Anno di pubblicazione: 2016

Fondata nel 1926, attiva dal 1929 al 1944, quando fu soppressa e mai più ricostituita, l’Accademia d’Italia svolse fino alla caduta del regime (sopravvivendo per qualche mese nella Rsi, auspice Gentile) un ruolo cruciale: l’obiettivo di porre la cultura nazionale sotto una stretta tutela politica si esplicò secondo una strategia che mirava insieme al controllo e alla mobilitazione degli intellettuali. Le profonde implicazioni della presenza dell’Accademia (che nel 1939 assorbì i Lincei) sono state tuttavia sacrificate per lungo tempo a un lettura schiacciata sulla natura politica dell’operazione e sul motivo della «corruzione» e compromissione degli intellettuali. Aspetti importanti, va da sé, che da soli non aiutano però ad affinare la proposta interpretativa. Riprendendo temi su cui ha scritto saggi tra i più maturi e innovativi della storiografia italiana, Gabriele Turi entra nei meandri dell’Accademia, ne esplora con pazienza la documentazione, scompone i vari livelli di intervento: mette così a confronto le ambizioni del regime, attento a muoversi al confine tra coercizione e consenso, e le risposte che vennero da un mondo ampiamente permeabile alle lusinghe del potere e ai contenuti del nazionalismo fascista.
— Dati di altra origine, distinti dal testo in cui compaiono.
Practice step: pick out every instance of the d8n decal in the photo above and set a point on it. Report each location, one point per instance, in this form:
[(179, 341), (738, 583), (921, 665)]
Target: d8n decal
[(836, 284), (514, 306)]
Suddivisi nelle quattro classi di Scienze morali e storiche, Scienze fisiche, matematiche e naturali, Lettere, Arti, i 60 posti diventarono presto una meta ambita, per il prestigio e i molti benefici economici cui la feluca dava accesso; in quindici anni le nomine, sottoposte a un crescente controllo politico, furono 117, tra cui figurò una sola donna (Ada Negri). La scelta di Turi di dissezionare la macchina organizzativa e burocratica dell’istituzione, se talora rallenta la fluidità narrativa, si rivela in realtà funzionale alla ricostruzione di una storia che di dati, cifre, elenchi, disposizioni è profondamente intessuta. Pagine importanti del libro sono infatti dedicate all’attività di promozione culturale e al sistema di premi, sussidi, incoraggiamenti che fecero gravitare intorno all’Accademia un numero elevatissimo di intellettuali, dai grandi nomi del panorama nazionale agli anonimi funzionari di provincia. Tra il 1930 e il 1938 l’Accademia vagliò circa 10.000 richieste di sostegno economico, un dato eloquente che in sé rispecchia anche le misere condizioni in cui vivevano tanti studiosi e insegnanti.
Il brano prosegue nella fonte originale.